Rushing in where angels fear to tread, Alain de Pouzilhac, chief executive officer of Havas, has torn at the jugular of institutional investors and financial analysts.

In an interview earlier this week with French daily newspaper Le Monde, de Pouzilhac savaged the “financial dictatorship” of short-termism. “When we announce good results, the analysts stabilize their recommendation. When our announced results are below expectations, they degrade us,” he fulminated.

“No matter what we do, we suffer from a negative evaluation of the value of our firms,” continued de Pouzilhac. “I deplore the fact that listed companies are being managed according to short-term financial imperatives, rather than long-term industrial strategies.”

But as one biblically-minded media observer pointed out: “He who sups with the Devil should have a long spoon.And there is no known case of an advertising agency or anyone else coerced by torture into an IPO.”

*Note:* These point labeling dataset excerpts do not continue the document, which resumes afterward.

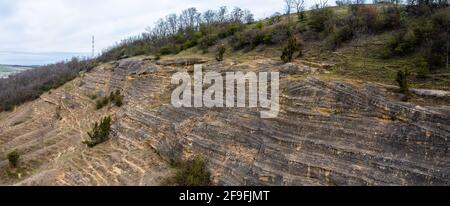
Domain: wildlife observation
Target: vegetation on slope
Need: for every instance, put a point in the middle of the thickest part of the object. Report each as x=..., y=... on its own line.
x=368, y=42
x=100, y=132
x=190, y=173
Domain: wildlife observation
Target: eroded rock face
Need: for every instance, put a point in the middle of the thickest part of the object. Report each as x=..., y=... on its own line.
x=327, y=133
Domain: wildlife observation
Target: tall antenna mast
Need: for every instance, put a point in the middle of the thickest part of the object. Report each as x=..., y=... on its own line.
x=93, y=46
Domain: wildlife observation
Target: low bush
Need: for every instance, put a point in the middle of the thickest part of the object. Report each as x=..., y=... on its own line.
x=115, y=97
x=402, y=81
x=193, y=173
x=220, y=52
x=30, y=84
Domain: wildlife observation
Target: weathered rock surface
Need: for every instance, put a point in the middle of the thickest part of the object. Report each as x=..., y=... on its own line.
x=327, y=133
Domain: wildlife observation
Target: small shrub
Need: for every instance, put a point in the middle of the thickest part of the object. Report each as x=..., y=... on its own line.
x=116, y=98
x=13, y=158
x=193, y=173
x=230, y=30
x=102, y=102
x=321, y=19
x=402, y=80
x=259, y=25
x=391, y=18
x=207, y=41
x=100, y=132
x=220, y=52
x=291, y=48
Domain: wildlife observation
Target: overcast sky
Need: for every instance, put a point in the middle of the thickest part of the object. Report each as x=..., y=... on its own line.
x=43, y=31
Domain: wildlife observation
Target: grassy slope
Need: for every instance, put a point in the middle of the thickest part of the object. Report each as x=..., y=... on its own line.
x=357, y=59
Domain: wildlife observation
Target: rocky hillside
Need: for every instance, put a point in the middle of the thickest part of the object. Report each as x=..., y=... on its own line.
x=329, y=132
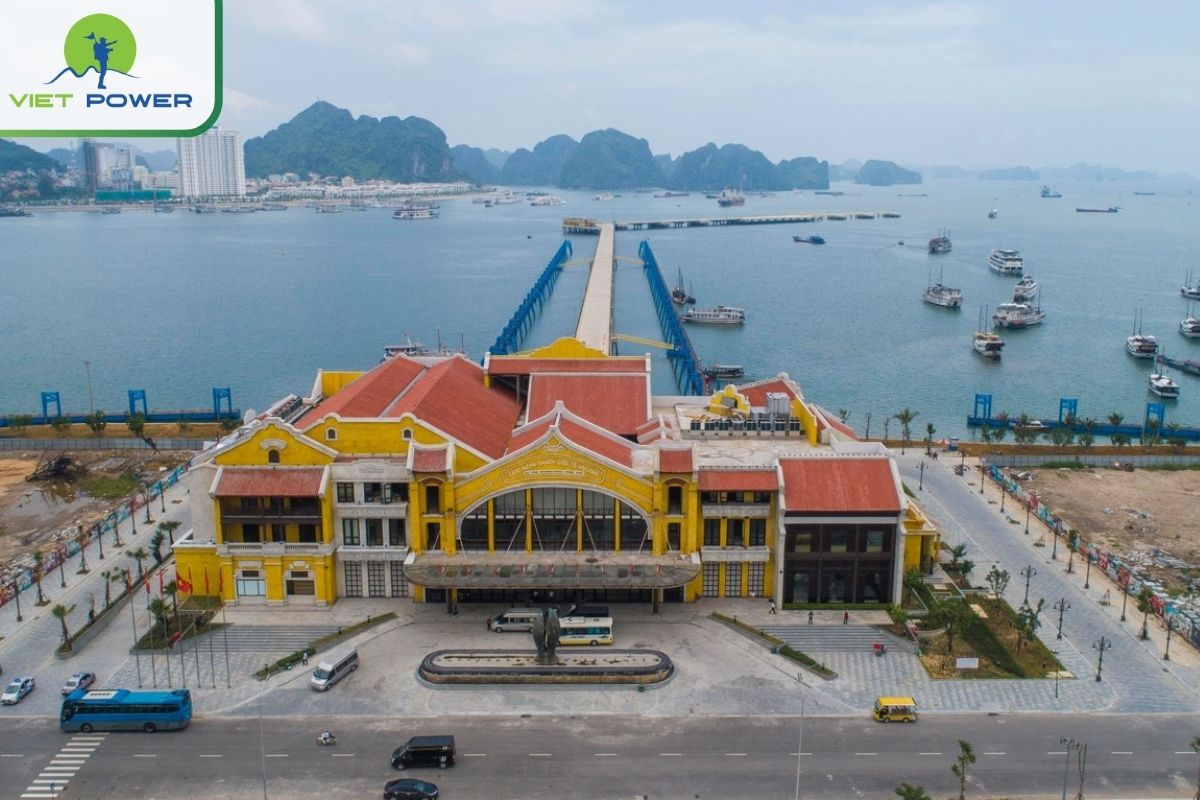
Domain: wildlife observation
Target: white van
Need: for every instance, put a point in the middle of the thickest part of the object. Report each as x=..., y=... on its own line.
x=334, y=668
x=516, y=619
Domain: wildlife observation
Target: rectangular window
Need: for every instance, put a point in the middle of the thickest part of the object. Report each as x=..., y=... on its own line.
x=376, y=585
x=733, y=579
x=673, y=535
x=754, y=581
x=757, y=533
x=396, y=533
x=353, y=578
x=675, y=499
x=399, y=582
x=733, y=536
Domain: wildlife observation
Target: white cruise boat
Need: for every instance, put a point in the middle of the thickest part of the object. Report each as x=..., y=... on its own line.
x=1018, y=314
x=988, y=344
x=1141, y=346
x=1163, y=385
x=715, y=316
x=1006, y=262
x=1025, y=289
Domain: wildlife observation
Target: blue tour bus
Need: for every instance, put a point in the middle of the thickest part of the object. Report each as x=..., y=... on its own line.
x=126, y=710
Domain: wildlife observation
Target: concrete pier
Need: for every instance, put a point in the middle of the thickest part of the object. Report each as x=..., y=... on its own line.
x=594, y=326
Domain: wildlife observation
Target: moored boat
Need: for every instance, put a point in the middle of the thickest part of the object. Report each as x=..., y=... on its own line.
x=718, y=314
x=1006, y=262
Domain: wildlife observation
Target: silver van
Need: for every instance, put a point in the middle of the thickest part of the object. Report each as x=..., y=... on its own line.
x=334, y=668
x=516, y=619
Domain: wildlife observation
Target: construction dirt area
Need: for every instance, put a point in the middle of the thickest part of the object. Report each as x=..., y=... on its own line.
x=1147, y=517
x=79, y=489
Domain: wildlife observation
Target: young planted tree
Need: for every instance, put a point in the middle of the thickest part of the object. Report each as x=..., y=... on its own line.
x=997, y=579
x=96, y=422
x=965, y=758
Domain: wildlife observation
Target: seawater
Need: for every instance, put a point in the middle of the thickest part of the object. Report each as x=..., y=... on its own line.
x=179, y=304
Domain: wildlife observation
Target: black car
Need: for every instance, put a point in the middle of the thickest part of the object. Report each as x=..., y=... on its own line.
x=407, y=788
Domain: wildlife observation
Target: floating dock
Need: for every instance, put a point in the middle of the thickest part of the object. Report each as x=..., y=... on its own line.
x=591, y=227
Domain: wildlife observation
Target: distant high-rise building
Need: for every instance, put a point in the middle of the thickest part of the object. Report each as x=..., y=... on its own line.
x=211, y=164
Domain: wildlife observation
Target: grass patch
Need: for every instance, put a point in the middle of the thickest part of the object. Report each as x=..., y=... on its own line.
x=778, y=647
x=111, y=487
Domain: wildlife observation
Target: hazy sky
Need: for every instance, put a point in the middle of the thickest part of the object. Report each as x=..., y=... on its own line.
x=966, y=83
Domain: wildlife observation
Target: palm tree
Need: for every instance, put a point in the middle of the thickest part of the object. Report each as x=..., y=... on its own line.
x=905, y=419
x=39, y=571
x=60, y=613
x=139, y=555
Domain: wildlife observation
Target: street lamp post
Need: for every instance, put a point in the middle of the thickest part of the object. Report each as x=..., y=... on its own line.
x=1027, y=573
x=1061, y=607
x=1101, y=644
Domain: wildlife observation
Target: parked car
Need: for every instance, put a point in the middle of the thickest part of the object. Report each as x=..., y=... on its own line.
x=78, y=680
x=407, y=788
x=17, y=690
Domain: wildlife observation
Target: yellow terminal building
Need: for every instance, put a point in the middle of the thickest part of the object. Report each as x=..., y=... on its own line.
x=546, y=476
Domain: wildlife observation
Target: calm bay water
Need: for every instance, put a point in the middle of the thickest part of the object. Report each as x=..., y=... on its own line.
x=179, y=304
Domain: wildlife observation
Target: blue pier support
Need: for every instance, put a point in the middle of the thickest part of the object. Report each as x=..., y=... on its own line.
x=138, y=396
x=510, y=338
x=682, y=355
x=51, y=398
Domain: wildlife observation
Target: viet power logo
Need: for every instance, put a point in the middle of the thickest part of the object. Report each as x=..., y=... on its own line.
x=96, y=48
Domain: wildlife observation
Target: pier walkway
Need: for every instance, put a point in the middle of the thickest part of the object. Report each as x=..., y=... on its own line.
x=594, y=328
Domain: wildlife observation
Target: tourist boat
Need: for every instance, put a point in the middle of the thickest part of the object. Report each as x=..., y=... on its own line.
x=988, y=344
x=1006, y=262
x=940, y=244
x=724, y=371
x=731, y=197
x=415, y=212
x=1018, y=314
x=679, y=295
x=1191, y=290
x=942, y=295
x=1025, y=289
x=1164, y=386
x=1183, y=365
x=715, y=316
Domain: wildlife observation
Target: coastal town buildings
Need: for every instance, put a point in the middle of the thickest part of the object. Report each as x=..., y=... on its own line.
x=213, y=164
x=553, y=475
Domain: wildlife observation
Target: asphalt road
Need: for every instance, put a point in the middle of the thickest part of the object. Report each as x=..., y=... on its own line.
x=544, y=758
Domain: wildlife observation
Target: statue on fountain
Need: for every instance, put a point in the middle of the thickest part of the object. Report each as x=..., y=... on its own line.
x=545, y=636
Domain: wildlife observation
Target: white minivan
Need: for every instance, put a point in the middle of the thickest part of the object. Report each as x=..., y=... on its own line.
x=516, y=619
x=334, y=668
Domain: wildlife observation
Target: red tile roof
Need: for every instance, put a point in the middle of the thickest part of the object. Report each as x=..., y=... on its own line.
x=756, y=394
x=269, y=482
x=367, y=395
x=617, y=403
x=430, y=459
x=672, y=459
x=451, y=397
x=840, y=486
x=517, y=366
x=738, y=480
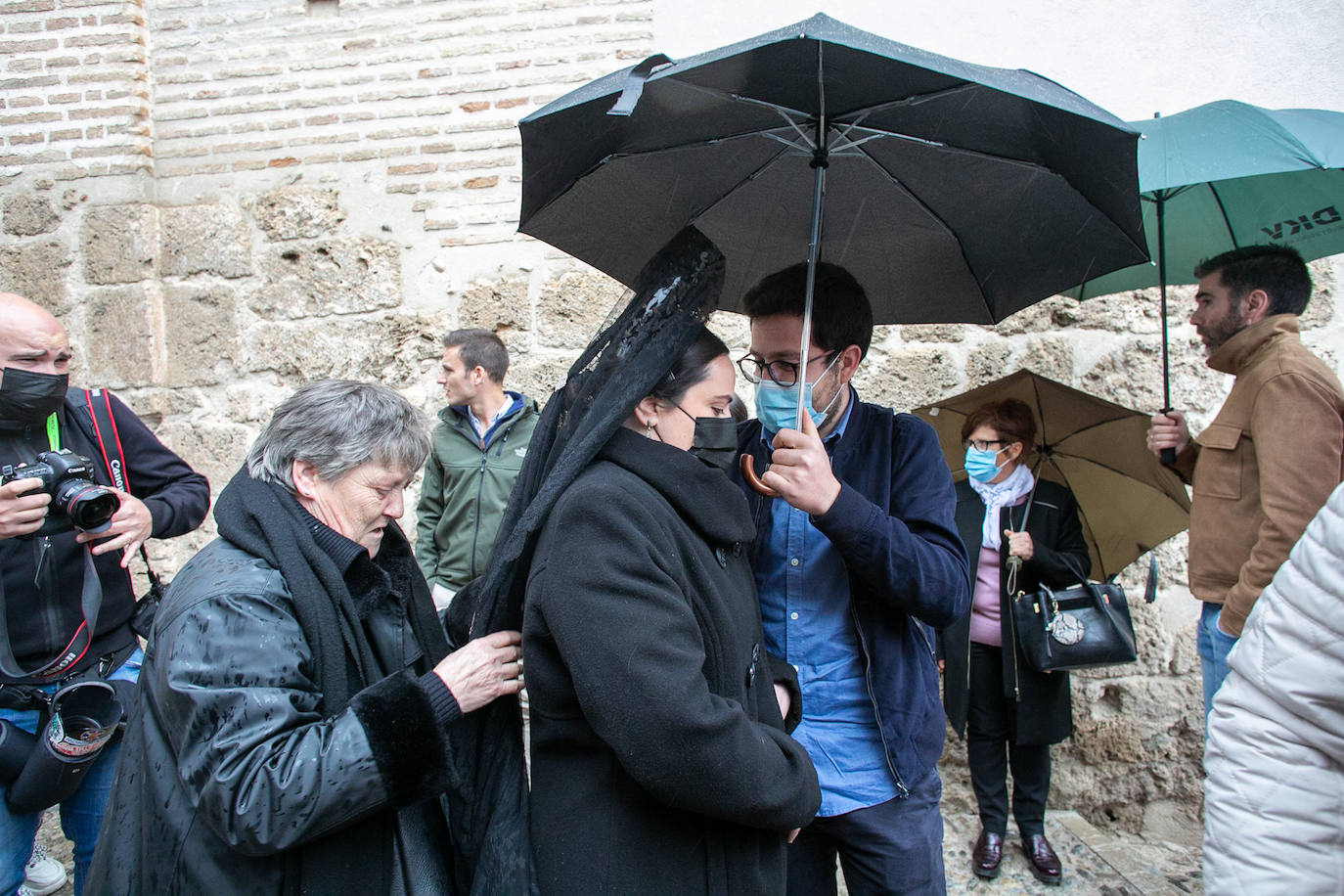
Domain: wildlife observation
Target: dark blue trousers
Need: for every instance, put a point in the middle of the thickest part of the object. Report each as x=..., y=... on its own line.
x=890, y=848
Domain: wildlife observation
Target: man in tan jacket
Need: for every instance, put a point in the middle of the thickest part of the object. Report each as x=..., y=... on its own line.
x=1273, y=454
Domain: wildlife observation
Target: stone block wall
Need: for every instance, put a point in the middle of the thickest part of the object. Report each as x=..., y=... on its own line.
x=226, y=199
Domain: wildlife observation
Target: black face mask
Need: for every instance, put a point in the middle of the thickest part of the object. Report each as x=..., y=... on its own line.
x=715, y=441
x=28, y=396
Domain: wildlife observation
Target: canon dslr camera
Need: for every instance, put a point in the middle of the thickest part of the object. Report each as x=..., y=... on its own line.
x=75, y=499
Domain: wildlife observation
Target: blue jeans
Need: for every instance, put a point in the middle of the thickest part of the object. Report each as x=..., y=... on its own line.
x=79, y=816
x=1213, y=647
x=890, y=848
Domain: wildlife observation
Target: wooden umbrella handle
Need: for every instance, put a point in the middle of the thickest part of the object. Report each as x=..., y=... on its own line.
x=747, y=465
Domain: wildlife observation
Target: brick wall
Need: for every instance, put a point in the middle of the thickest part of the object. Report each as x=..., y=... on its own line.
x=74, y=89
x=423, y=98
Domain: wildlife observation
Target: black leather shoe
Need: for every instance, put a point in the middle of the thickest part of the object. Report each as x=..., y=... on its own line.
x=987, y=855
x=1042, y=859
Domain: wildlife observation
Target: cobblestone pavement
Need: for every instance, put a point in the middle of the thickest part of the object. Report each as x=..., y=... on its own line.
x=1095, y=861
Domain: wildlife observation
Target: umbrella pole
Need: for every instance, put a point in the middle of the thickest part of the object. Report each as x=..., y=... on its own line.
x=1168, y=456
x=819, y=187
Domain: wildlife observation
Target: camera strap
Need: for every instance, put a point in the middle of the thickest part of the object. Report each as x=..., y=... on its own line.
x=104, y=431
x=90, y=601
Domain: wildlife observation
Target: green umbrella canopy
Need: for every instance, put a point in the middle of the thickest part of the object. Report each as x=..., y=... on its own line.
x=1129, y=503
x=1228, y=175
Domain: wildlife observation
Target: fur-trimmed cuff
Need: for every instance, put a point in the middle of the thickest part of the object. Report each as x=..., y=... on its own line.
x=410, y=745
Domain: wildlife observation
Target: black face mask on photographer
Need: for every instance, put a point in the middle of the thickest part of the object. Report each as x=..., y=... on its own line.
x=715, y=439
x=28, y=396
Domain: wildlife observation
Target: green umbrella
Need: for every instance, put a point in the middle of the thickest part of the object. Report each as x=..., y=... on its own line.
x=1226, y=175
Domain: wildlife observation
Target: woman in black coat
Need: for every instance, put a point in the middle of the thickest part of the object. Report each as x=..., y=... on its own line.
x=992, y=696
x=660, y=762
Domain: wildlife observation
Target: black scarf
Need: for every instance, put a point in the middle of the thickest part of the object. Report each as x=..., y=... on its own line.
x=268, y=521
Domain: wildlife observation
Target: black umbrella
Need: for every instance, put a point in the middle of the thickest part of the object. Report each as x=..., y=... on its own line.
x=952, y=191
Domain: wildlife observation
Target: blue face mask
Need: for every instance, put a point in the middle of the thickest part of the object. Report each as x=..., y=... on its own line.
x=980, y=465
x=777, y=406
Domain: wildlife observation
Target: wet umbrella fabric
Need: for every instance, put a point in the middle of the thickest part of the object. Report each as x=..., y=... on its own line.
x=1226, y=175
x=1128, y=501
x=952, y=191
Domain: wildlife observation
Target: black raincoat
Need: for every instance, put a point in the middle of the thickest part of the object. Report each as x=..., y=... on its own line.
x=660, y=763
x=283, y=741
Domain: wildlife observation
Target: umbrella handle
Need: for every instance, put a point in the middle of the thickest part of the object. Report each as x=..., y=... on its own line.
x=1168, y=454
x=747, y=465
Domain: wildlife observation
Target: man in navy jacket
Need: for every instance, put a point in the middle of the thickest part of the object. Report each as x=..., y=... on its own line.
x=856, y=560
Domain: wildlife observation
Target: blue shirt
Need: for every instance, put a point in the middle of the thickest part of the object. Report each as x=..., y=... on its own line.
x=804, y=591
x=482, y=431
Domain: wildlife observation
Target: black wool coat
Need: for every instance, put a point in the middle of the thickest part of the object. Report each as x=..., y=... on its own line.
x=660, y=763
x=1042, y=711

Citing Enron and other recent financial scandals, de Pouzilhac attributes these to senior management’s eagerness to please the financial markets.

The “temptation [to] push the rules to the extreme”, he opined, is exacerbated by America's “highly permissive” accounting standards with the proactive collusion of investment banks, “some of whom are as creative as advertising campaigns.”

de Pouzilhac sees no immediate prospect of recovery in the US economy given the effect of accounting scandals and the subsequent stock market slide on consumer confidence. He also admitted his fear that fallout from the miasma of scandals could soon migrate to Europe – Havas’s largest market and traditional safe haven.